Divorce is a difficult time for everyone in your family. You and your spouse will deal with the sorrow, anger and grief that come from a failed marriage. Your children will also experience a host of negative emotions, from anger and sorrow to confusion and guilt. While these reactions are normal and processing these emotions is healthy, there are still things you can do to reduce the impact of your divorce on your children.
Mediation is one way to make high-asset divorce easier for your children and your family as a whole. Instead of a contentious, protracted court battle for every asset and hour of parenting time, you and your spouse can focus on amicable resolutions for the outstanding issues from your marriage. Not only will this result in a faster and more affordable divorce, it can also shield your children from the fallout of a divorce trial.
Children aren't involved in mediation like court cases
Depending on the age of the children in your family, the courts may ask them to weigh in on the custody decision. Some may also have to testify as witnesses in the divorce proceedings. Obviously, either of these duties can put a lot of strain on the children. They may worry that one parent will shun them if they ask to live with the other. What they hear in court can damage the relationships they have with their parents in the future as well.
Mediation insulates the children from all of that potential pain and drama. Instead of needing to listen to testimony or choose where to live, they will hear directly from their parents about the outcome of the mediation negotiations.
Mediation helps build a co-parenting relationship
When parents divorce, there has usually been a serious breakdown of their marital relationship. They may no longer enjoy each other's company or agree about key issues. Divorce may only exacerbate that breakdown, creating additional hostility and a competitive, negative approach to the relationship.
Mediation, on the other hand, forces both parents to compromise and seek solutions that work well for everyone in the family. Negotiating together for the end benefit of the entire family unit can help the spouses find common ground. That, in turn, can provide a basis for a healthier relationship and smoother interactions in the future when exchanging custody or celebrating special events like birthdays.

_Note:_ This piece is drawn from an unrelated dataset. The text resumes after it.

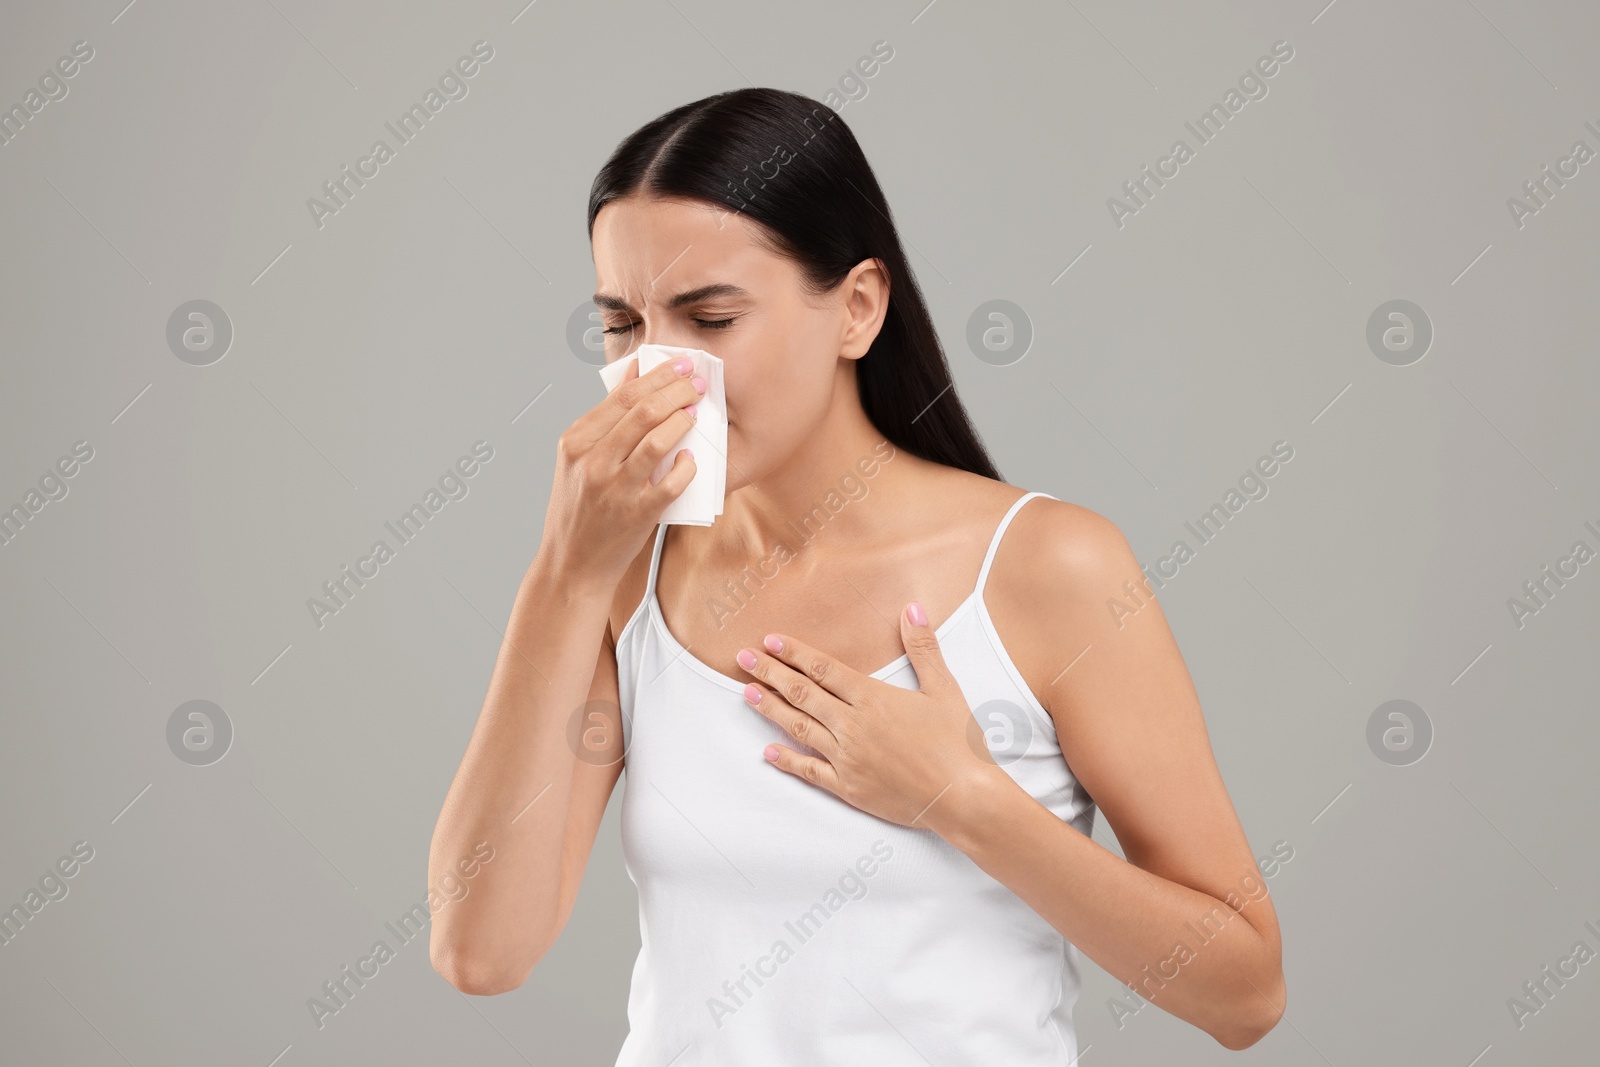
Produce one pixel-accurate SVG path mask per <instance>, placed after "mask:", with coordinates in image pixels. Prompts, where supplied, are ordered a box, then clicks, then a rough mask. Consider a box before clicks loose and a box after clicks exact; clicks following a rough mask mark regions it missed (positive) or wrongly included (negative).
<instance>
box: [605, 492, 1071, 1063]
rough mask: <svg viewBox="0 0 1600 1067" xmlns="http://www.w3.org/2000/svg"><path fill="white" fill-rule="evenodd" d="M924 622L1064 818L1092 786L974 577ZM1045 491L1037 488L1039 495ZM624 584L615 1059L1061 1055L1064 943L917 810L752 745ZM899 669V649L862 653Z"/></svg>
mask: <svg viewBox="0 0 1600 1067" xmlns="http://www.w3.org/2000/svg"><path fill="white" fill-rule="evenodd" d="M1035 496H1048V494H1046V493H1026V494H1022V496H1021V498H1018V499H1016V502H1014V504H1011V507H1010V510H1006V514H1005V518H1002V520H1000V526H998V528H997V530H995V534H994V539H992V541H990V542H989V552H987V553H986V555H984V563H982V569H981V571H979V573H978V582H976V585H974V587H973V592H971V593H970V595H968V597H966V600H963V601H962V605H960V606H958V608H955V611H954V613H952V614H950V617H949V619H946V621H944V622H942V624H941V625H939V627H938V630H936V632H938V635H939V645H941V648H942V649H944V659H946V662H947V664H949V667H950V672H952V673H954V675H955V680H957V681H958V683H960V688H962V693H963V694H965V696H966V701H968V704H970V707H971V709H973V713H974V715H976V718H978V721H979V725H981V726H982V728H984V731H986V736H987V739H989V749H990V753H992V755H994V757H995V761H997V763H1000V765H1002V766H1003V768H1005V769H1006V773H1010V774H1011V777H1013V779H1016V782H1018V784H1019V785H1022V789H1024V790H1027V793H1029V795H1030V797H1034V798H1035V800H1037V801H1038V803H1042V805H1045V806H1046V808H1050V811H1053V813H1054V814H1056V816H1058V817H1061V819H1064V821H1067V822H1070V824H1072V825H1074V827H1077V830H1078V832H1080V833H1083V835H1085V837H1086V835H1090V832H1091V829H1093V819H1094V803H1093V800H1091V798H1090V797H1088V793H1086V792H1085V789H1083V787H1082V785H1080V784H1078V781H1077V779H1075V777H1074V776H1072V773H1070V771H1069V769H1067V763H1066V760H1064V758H1062V753H1061V745H1059V744H1058V741H1056V729H1054V723H1053V721H1051V718H1050V715H1048V713H1046V712H1045V709H1043V707H1042V705H1040V704H1038V701H1037V699H1035V697H1034V694H1032V693H1030V691H1029V688H1027V683H1026V681H1024V680H1022V675H1021V673H1019V672H1018V669H1016V665H1014V664H1013V662H1011V657H1010V656H1008V654H1006V651H1005V646H1003V645H1002V643H1000V635H998V633H997V632H995V625H994V621H992V619H990V617H989V609H987V608H986V606H984V600H982V589H984V581H986V579H987V577H989V566H990V563H992V561H994V557H995V549H997V547H998V545H1000V536H1002V534H1003V533H1005V528H1006V526H1008V525H1010V523H1011V517H1013V515H1016V512H1018V509H1021V507H1022V504H1024V502H1026V501H1029V499H1032V498H1035ZM1051 499H1054V498H1051ZM662 530H664V525H659V526H658V528H656V542H654V550H653V555H651V563H650V579H648V582H646V585H645V597H643V600H642V601H640V605H638V608H637V609H635V613H634V616H632V617H630V619H629V621H627V625H624V627H622V633H621V635H619V637H618V645H616V664H618V691H619V696H621V707H622V739H624V753H626V755H624V768H626V776H624V795H622V854H624V859H626V864H627V873H629V877H630V878H632V880H634V885H635V886H637V888H638V928H640V941H642V949H640V952H638V960H637V961H635V965H634V979H632V987H630V992H629V1001H627V1022H629V1035H627V1040H626V1041H624V1043H622V1051H621V1054H619V1056H618V1061H616V1067H669V1065H670V1067H710V1065H717V1067H722V1065H726V1067H776V1065H784V1067H787V1065H790V1064H792V1065H794V1067H818V1065H821V1064H851V1065H854V1064H870V1065H872V1067H899V1065H902V1064H904V1065H906V1067H928V1064H930V1062H936V1064H1006V1065H1008V1067H1035V1065H1038V1067H1043V1065H1045V1064H1051V1065H1061V1064H1072V1062H1075V1059H1077V1037H1075V1032H1074V1027H1072V1006H1074V1003H1075V1001H1077V997H1078V963H1077V950H1075V949H1074V945H1072V944H1070V942H1067V941H1066V939H1064V937H1062V936H1061V934H1059V933H1058V931H1056V929H1054V928H1053V926H1051V925H1050V923H1046V921H1045V920H1043V918H1040V917H1038V913H1037V912H1034V910H1032V909H1030V907H1029V905H1027V904H1024V902H1022V901H1021V899H1019V897H1018V896H1016V894H1014V893H1011V891H1010V889H1008V888H1005V886H1003V885H1002V883H1000V881H997V880H995V878H994V877H990V875H989V873H986V872H984V870H982V869H979V867H978V865H976V864H974V862H973V861H971V859H968V857H966V856H965V854H963V853H962V851H960V849H957V848H955V846H952V845H949V843H946V841H944V838H941V837H938V835H936V833H933V832H931V830H926V829H909V827H902V825H896V824H893V822H888V821H883V819H878V817H875V816H870V814H867V813H864V811H861V809H858V808H853V806H850V805H846V803H845V801H843V800H838V798H837V797H834V795H832V793H830V792H827V790H826V789H821V787H816V785H811V784H808V782H805V781H802V779H798V777H794V776H790V774H787V773H786V771H779V769H778V768H774V766H771V765H770V763H766V760H765V758H762V749H765V747H766V745H768V744H771V742H779V744H786V745H789V747H794V749H797V750H798V752H803V753H808V755H814V750H813V749H808V747H805V745H798V744H797V742H795V741H794V739H790V737H789V736H787V734H784V733H782V731H781V729H779V728H778V726H776V725H773V723H770V721H768V720H766V718H765V717H763V715H762V713H760V712H757V710H755V709H752V707H750V705H747V704H746V702H744V686H746V681H747V680H746V678H734V677H730V675H723V673H720V672H717V670H712V669H710V667H709V665H706V664H704V662H701V661H699V659H696V657H694V656H693V654H691V653H690V651H686V649H685V648H683V646H682V645H680V643H678V641H677V638H674V637H672V633H670V632H669V630H667V625H666V621H664V617H662V613H661V603H659V600H658V598H656V573H658V571H659V565H661V544H662V537H661V531H662ZM872 677H874V678H882V680H883V681H888V683H891V685H896V686H901V688H904V689H917V688H918V685H917V675H915V670H914V669H912V665H910V659H909V657H907V656H901V657H899V659H896V661H894V662H891V664H885V665H883V667H880V669H878V670H875V672H872Z"/></svg>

Mediation shows children how to handle conflict well
Divorce often shows children that fighting is the solution to interpersonal problems. Mediation models compromise and respectful cooperation as the means to solve problems. When children see their divorcing parents cooperate and work together, it can set a powerful example for them to follow in the future. All the of these benefits are excellent reasons why you should consider mediation for your upcoming divorce with minor children.